May the Best Man (o' War) Win

Sir Barton’s wins as a three-year-old were impressive, but he wasn’t the undisputed best horse in the world. Now-legendary horse Man o’ War won nine of 10 starts in 1919 as a two-year-old and would go on to win the Preakness and the Belmont in 1920. (He didn’t run in the Kentucky Derby.) On October 12, 1920, Sir Barton faced off against Man o’ War in a highly anticipated match race at Canada’s Kenilworth Park. Sir Barton’s soft feet again plagued him, and he was no match for Man o’ War, who won by seven lengths after Sir Barton lost all four of his shoes.

In retrospect, there’s no shame in losing a match race to arguably the greatest thoroughbred of all time. After this defeat, though, Sir Barton’s racing career was effectively over. He ran in three more races without a victory in 1920 before retiring to stud. He stood stud for 11 years in Virginia but never enjoyed much success as a sire. (One exception was the filly Easter Stockings, who won the 1928 Kentucky Oaks.)

Reporting for Duty

At this point, Sir Barton’s story takes another odd turn. When interest in his stud services dwindled, his owners handed him over to the U.S. Remount Service, the Army’s division in charge of breeding and supplying military horses. As part of the Remount Service’s program, the former Triple Crown winner’s stud fee dropped from hundreds or thousands of dollars to a paltry $5 or $10.
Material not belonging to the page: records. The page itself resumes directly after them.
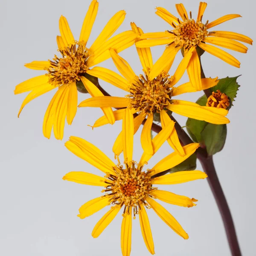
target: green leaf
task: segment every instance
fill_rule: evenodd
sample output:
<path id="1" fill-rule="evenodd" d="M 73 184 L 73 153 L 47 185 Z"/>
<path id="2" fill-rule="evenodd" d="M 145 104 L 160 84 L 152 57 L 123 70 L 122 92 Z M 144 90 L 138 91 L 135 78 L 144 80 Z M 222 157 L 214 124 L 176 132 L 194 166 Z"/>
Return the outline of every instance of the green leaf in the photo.
<path id="1" fill-rule="evenodd" d="M 216 85 L 210 88 L 211 91 L 215 92 L 217 90 L 219 90 L 222 93 L 225 93 L 230 98 L 230 106 L 233 106 L 233 102 L 235 101 L 234 99 L 236 97 L 238 88 L 240 87 L 236 81 L 237 78 L 239 76 L 240 76 L 234 77 L 227 76 L 226 78 L 220 79 Z"/>
<path id="2" fill-rule="evenodd" d="M 227 137 L 227 125 L 208 123 L 201 135 L 208 155 L 214 155 L 224 147 Z"/>
<path id="3" fill-rule="evenodd" d="M 196 168 L 196 155 L 192 154 L 188 158 L 178 165 L 169 169 L 169 172 L 173 173 L 182 171 L 193 171 Z"/>
<path id="4" fill-rule="evenodd" d="M 196 103 L 201 106 L 205 106 L 207 102 L 207 98 L 205 95 L 203 95 L 198 99 Z M 207 123 L 204 121 L 200 121 L 188 118 L 186 123 L 186 127 L 189 134 L 195 142 L 204 144 L 204 140 L 202 138 L 201 133 Z"/>

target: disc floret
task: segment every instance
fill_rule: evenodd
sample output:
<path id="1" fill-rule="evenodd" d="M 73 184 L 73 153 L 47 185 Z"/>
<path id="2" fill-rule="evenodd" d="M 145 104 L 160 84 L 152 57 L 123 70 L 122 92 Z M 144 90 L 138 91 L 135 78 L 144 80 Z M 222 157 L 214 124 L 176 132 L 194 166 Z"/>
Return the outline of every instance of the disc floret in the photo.
<path id="1" fill-rule="evenodd" d="M 206 105 L 207 107 L 224 108 L 226 109 L 230 105 L 230 100 L 227 95 L 221 93 L 219 90 L 212 92 L 207 100 Z"/>
<path id="2" fill-rule="evenodd" d="M 68 47 L 58 50 L 62 58 L 55 55 L 49 60 L 50 66 L 46 69 L 49 83 L 54 86 L 69 84 L 79 81 L 80 77 L 88 69 L 86 61 L 90 56 L 88 49 L 80 42 L 75 42 Z"/>
<path id="3" fill-rule="evenodd" d="M 205 24 L 204 24 L 202 22 L 202 15 L 200 20 L 196 22 L 192 19 L 191 12 L 190 14 L 190 19 L 184 15 L 184 20 L 183 22 L 178 18 L 179 24 L 176 26 L 173 23 L 175 29 L 172 31 L 168 31 L 175 36 L 173 42 L 177 46 L 182 46 L 185 49 L 190 49 L 201 43 L 209 34 L 206 28 L 208 20 Z"/>
<path id="4" fill-rule="evenodd" d="M 109 201 L 112 204 L 121 205 L 121 207 L 124 205 L 124 213 L 127 207 L 128 209 L 133 207 L 134 217 L 138 214 L 140 204 L 148 208 L 146 198 L 153 197 L 149 193 L 156 189 L 152 186 L 151 178 L 148 175 L 153 171 L 143 172 L 142 166 L 136 167 L 136 164 L 133 161 L 130 165 L 126 163 L 125 168 L 120 165 L 115 166 L 116 175 L 107 174 L 105 177 L 108 180 L 105 183 L 108 186 L 102 191 L 107 193 L 104 196 L 110 197 Z"/>
<path id="5" fill-rule="evenodd" d="M 162 72 L 153 80 L 148 78 L 148 73 L 137 76 L 130 86 L 130 107 L 137 109 L 145 116 L 159 113 L 169 104 L 172 94 L 172 76 Z"/>

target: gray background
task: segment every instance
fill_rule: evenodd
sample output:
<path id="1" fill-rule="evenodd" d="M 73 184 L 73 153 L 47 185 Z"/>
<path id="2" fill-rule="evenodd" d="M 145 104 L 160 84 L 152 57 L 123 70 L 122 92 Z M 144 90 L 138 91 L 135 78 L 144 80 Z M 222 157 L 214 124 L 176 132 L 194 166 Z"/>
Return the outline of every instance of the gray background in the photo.
<path id="1" fill-rule="evenodd" d="M 117 11 L 127 14 L 118 31 L 130 29 L 130 22 L 136 22 L 145 32 L 164 31 L 168 24 L 154 14 L 156 6 L 164 7 L 177 15 L 174 1 L 158 0 L 99 0 L 97 17 L 88 42 L 90 46 L 109 18 Z M 42 132 L 44 115 L 53 91 L 29 103 L 20 117 L 17 115 L 26 94 L 15 96 L 17 84 L 43 73 L 27 69 L 25 63 L 51 59 L 56 53 L 55 37 L 59 35 L 58 19 L 67 19 L 75 38 L 78 39 L 89 0 L 1 0 L 0 3 L 0 70 L 1 73 L 1 134 L 0 156 L 1 194 L 0 254 L 3 256 L 120 255 L 121 215 L 97 239 L 91 233 L 107 209 L 84 220 L 76 217 L 80 206 L 99 196 L 101 188 L 89 187 L 61 179 L 71 171 L 84 171 L 101 175 L 64 146 L 70 135 L 86 139 L 111 159 L 112 146 L 120 131 L 121 122 L 92 131 L 87 126 L 101 116 L 100 109 L 82 108 L 71 126 L 65 127 L 62 141 L 52 134 L 48 140 Z M 199 1 L 184 0 L 188 11 L 196 18 Z M 239 13 L 243 18 L 219 25 L 216 29 L 234 31 L 253 39 L 255 5 L 249 0 L 242 1 L 211 0 L 203 21 L 210 21 L 227 14 Z M 152 48 L 154 61 L 164 47 Z M 232 210 L 244 255 L 255 255 L 255 48 L 248 47 L 248 54 L 230 52 L 241 63 L 240 70 L 206 53 L 202 57 L 207 76 L 223 78 L 242 76 L 234 106 L 229 113 L 231 123 L 224 150 L 214 157 L 218 175 Z M 134 47 L 122 56 L 139 74 L 141 67 Z M 172 69 L 174 72 L 181 55 L 178 54 Z M 112 61 L 102 64 L 116 70 Z M 172 73 L 172 72 L 171 72 Z M 187 81 L 186 74 L 180 82 Z M 113 95 L 124 92 L 101 82 Z M 190 93 L 179 98 L 195 101 L 201 93 Z M 79 102 L 88 97 L 79 94 Z M 177 115 L 176 115 L 177 116 Z M 175 116 L 175 118 L 176 116 Z M 177 117 L 182 125 L 186 118 Z M 140 130 L 141 131 L 141 130 Z M 138 133 L 139 134 L 140 133 Z M 139 135 L 135 137 L 134 158 L 142 153 Z M 153 166 L 170 152 L 166 143 L 149 163 Z M 200 164 L 198 169 L 201 169 Z M 189 235 L 184 240 L 173 232 L 152 210 L 148 212 L 157 255 L 228 256 L 230 255 L 221 216 L 206 180 L 164 189 L 199 200 L 196 207 L 187 209 L 163 205 L 169 210 Z M 140 229 L 138 218 L 133 221 L 131 256 L 150 255 Z"/>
Sir Barton didn’t last long in this job, either. By the end of 1933, the Army sold Sir Barton to Dr. J.R. Hylton, who moved the 1919 Horse of the Year to his Wyoming ranch. Sir Barton died of colic on October 30, 1937, after what was surely one of the strangest lives a Triple Crown winner has ever had. Today he’s buried beneath a statue in Washington Park in Douglas, Wyoming.